Upon completing his education at Oxford University, Mazrui joined the faculty of Makerere University (Kampala, Uganda), where he served as head of the Department of Political Science and Dean of the Faculty of Social Sciences. He served at Makerere University until 1973, when he was forced into exile by Idi Amin. In 1974, he joined the faculty of the University of Michigan as professor and later was appointed the Director of the Center for Afroamerican and African Studies (1978-1981). In 1989, he was appointed to the faculty of Binghamton University, State University of New York as the Albert Schweitzer Professor in the Humanities and the Director of the Institute of Global Cultural Studies (IGCS).

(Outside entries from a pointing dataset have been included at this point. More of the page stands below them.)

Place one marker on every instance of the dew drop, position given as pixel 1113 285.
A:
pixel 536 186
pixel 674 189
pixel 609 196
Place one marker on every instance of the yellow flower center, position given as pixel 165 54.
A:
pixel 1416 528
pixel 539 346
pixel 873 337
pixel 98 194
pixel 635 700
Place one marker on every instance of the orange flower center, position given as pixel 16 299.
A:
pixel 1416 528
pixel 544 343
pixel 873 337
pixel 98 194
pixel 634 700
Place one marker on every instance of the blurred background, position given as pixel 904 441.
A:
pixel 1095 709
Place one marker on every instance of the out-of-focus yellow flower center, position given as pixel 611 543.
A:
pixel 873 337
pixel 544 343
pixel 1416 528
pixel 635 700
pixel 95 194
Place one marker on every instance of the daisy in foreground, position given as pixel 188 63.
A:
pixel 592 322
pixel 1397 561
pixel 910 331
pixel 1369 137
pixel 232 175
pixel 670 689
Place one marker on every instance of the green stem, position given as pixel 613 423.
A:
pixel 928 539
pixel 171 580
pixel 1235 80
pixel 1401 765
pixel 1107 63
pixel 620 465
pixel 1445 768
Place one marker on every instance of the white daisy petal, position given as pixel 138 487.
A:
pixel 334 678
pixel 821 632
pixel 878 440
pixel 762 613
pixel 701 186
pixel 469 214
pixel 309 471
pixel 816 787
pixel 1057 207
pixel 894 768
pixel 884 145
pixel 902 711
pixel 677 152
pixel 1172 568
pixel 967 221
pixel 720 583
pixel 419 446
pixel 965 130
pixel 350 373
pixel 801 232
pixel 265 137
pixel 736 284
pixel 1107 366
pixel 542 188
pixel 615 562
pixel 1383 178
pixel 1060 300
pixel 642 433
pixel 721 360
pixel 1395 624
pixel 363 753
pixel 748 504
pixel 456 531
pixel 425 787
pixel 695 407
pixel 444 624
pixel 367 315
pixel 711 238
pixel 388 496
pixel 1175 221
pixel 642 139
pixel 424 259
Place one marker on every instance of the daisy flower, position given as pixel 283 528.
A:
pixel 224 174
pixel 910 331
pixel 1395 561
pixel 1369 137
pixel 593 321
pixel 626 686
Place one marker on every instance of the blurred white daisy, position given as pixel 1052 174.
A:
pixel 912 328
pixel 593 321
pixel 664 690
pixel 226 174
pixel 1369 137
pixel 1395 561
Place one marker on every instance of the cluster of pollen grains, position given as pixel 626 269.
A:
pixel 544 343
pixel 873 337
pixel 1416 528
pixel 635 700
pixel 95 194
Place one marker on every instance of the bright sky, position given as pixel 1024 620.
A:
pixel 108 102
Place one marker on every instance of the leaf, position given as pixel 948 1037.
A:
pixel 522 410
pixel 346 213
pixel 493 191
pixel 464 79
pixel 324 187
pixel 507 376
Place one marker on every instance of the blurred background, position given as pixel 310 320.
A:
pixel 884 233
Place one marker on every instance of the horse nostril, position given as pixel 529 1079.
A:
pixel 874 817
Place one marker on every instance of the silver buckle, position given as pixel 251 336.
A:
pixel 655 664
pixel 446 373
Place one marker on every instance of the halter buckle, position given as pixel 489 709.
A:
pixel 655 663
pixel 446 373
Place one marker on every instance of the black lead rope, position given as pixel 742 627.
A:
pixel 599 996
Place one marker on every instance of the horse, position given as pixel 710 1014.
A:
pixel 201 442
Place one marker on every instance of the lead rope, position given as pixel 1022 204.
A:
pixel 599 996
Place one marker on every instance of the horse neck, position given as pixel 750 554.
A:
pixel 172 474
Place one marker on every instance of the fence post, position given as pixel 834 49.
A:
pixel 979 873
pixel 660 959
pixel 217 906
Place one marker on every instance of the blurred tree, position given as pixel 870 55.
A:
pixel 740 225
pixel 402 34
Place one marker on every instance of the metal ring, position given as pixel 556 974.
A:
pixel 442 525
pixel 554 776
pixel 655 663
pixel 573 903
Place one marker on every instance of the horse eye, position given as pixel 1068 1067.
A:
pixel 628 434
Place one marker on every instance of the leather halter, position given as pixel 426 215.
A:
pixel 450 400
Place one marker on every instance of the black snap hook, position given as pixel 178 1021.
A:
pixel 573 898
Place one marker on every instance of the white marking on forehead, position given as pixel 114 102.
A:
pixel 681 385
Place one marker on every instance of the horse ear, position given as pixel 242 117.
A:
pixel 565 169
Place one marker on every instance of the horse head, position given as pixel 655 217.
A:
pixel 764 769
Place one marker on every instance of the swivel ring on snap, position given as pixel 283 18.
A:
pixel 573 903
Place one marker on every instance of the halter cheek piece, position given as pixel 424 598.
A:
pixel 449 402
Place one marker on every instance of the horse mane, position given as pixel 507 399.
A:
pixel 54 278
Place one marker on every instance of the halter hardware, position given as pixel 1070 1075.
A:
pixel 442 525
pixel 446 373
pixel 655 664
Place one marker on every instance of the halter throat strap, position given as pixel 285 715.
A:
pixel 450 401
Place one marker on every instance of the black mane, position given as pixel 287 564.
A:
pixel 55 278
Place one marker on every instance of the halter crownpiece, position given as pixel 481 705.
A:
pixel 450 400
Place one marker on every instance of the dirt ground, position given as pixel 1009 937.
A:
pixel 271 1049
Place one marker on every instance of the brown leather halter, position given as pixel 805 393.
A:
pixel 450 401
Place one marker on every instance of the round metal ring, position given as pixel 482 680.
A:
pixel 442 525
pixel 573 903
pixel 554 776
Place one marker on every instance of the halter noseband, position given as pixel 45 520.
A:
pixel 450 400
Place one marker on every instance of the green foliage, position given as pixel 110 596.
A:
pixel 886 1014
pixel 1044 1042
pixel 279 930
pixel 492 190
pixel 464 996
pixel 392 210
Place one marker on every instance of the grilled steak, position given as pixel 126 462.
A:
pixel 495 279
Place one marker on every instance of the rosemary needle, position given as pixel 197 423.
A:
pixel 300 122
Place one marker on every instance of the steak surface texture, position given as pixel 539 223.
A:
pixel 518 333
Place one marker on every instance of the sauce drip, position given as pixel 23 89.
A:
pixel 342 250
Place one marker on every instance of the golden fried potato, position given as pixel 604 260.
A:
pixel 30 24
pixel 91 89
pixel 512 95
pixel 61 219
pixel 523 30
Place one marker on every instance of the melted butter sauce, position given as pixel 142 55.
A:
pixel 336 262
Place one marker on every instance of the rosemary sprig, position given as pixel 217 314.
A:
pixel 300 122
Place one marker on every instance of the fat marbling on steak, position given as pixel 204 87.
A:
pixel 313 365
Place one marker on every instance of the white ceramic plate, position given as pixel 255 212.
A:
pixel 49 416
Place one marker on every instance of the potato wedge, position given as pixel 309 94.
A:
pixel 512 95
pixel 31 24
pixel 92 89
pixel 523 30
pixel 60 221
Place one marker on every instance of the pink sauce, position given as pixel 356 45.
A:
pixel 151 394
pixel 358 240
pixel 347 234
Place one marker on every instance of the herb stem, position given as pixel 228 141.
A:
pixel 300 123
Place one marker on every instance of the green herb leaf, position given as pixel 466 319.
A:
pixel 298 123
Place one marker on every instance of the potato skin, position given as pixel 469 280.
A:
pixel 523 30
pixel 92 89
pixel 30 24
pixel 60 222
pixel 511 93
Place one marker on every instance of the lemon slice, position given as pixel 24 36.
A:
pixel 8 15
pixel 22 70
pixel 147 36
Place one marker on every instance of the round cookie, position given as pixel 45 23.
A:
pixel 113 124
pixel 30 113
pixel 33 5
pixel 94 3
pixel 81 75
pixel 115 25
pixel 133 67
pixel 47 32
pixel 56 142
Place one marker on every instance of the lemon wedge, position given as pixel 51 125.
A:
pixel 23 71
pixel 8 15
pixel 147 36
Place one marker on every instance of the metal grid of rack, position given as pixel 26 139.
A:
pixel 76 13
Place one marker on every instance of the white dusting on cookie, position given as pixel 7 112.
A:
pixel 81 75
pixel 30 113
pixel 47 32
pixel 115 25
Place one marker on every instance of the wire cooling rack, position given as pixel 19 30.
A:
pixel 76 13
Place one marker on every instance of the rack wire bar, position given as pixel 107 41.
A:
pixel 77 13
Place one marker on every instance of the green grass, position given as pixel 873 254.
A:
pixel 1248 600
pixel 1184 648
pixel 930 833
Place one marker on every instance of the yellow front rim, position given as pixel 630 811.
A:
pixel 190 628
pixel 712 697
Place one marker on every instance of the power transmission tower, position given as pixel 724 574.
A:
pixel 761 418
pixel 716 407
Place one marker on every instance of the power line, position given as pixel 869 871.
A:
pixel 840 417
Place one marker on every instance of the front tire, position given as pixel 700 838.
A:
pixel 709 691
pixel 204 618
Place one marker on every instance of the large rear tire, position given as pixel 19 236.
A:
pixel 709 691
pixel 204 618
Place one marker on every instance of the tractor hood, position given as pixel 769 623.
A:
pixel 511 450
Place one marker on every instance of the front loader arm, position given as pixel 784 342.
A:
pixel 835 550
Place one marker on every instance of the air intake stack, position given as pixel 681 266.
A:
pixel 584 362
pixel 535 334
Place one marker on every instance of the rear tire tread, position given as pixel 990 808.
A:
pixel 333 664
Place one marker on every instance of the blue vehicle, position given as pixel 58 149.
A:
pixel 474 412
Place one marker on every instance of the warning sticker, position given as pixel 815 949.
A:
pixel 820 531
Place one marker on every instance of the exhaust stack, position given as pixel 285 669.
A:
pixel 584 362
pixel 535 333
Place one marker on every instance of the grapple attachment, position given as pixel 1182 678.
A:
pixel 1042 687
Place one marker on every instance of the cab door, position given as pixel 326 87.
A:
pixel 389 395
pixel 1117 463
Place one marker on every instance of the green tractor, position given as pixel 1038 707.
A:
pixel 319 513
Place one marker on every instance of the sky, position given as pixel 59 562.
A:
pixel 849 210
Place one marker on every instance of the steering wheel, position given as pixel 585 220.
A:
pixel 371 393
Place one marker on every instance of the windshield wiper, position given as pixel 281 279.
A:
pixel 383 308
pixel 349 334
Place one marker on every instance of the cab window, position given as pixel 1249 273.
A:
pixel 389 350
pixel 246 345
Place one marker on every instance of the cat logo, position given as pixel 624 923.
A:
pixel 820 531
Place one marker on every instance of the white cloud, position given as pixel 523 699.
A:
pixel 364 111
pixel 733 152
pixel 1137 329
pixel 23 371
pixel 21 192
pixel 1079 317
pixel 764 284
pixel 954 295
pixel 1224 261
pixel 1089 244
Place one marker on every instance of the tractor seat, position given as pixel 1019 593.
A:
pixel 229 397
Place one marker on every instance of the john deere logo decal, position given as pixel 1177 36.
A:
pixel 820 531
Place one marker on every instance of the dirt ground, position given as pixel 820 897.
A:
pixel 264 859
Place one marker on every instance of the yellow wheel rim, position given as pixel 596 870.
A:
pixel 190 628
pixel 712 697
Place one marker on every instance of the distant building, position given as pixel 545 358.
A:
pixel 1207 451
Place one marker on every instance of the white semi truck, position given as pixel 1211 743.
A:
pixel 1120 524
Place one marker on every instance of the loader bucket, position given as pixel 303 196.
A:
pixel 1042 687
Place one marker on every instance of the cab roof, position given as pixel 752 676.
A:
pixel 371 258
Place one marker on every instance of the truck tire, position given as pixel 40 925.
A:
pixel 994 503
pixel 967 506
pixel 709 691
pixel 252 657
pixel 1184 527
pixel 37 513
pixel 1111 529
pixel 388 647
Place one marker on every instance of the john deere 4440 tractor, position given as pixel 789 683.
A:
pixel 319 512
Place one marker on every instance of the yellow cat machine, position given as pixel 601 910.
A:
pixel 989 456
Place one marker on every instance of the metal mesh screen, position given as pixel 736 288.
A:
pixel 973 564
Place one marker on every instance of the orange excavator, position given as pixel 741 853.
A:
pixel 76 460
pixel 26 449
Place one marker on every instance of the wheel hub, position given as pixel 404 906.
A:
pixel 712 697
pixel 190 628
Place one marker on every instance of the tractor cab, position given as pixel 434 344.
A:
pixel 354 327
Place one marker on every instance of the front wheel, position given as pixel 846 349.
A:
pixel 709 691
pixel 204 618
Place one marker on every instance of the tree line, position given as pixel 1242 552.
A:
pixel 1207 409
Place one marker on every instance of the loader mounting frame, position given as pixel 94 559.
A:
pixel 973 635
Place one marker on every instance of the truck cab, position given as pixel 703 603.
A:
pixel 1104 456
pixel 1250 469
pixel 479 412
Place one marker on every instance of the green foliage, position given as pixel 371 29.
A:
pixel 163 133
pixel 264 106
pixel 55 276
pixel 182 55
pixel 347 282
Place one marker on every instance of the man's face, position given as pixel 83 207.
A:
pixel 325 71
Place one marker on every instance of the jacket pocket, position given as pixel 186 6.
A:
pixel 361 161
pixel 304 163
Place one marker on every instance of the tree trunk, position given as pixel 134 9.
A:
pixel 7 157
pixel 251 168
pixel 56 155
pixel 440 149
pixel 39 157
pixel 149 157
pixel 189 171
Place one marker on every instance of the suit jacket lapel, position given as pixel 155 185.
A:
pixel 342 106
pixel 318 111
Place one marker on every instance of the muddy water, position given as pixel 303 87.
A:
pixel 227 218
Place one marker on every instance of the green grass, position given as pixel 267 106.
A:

Mazrui's research interests include African politics, international political culture, political Islam and North-South relations. He is author or co-author of more than twenty books. Mazrui has also published hundreds of articles in major scholastic journals and for public media. He has also served on the editorial boards of more than twenty international scholarly journals.
He first rose to prominence as a critic of some of the accepted orthodoxies of African intellectuals in the 1960s and 1970s. He was critical of to African socialism and all strains of Marxism. He argued that communism was a Western import just as unsuited for the African condition as the earlier colonial attempts to install European type governments. He argued that a revised liberalism could help the continent and described himself as a proponent of a unique ideology of African liberalism.
At the same time he was a prominent critic of the current world order. He believed the current capitalist system was deeply exploitative of Africa, and that the West rarely if ever lived up to their liberal ideals. He has opposed Western interventions in the developing world, such as the Iraq War. He has also long been a critic of Israel's policies, being one of the first to try and link the treatment of Palestinians with South Africa's apartheid.
Especially in recent years, Mazrui has also become a well known commentator on Islam and Islamism. While utterly rejecting violence and terrorism Mazrui has praised some of the anti-imperialist sentiment that plays an important role in modern Islamic fundamentalism. He has also argued that sharia law is not incompatible with democracy.
In addition to his written work, Dr. Mazrui was also the creator of the television series The Africans: A Triple Heritage, which was jointly produced by the BBC and the Public Broadcasting Service (WETA, Washington) in association with the Nigerian Television Authority. A book by the same title was jointly published by BBC Publications and Little, Brown and Company.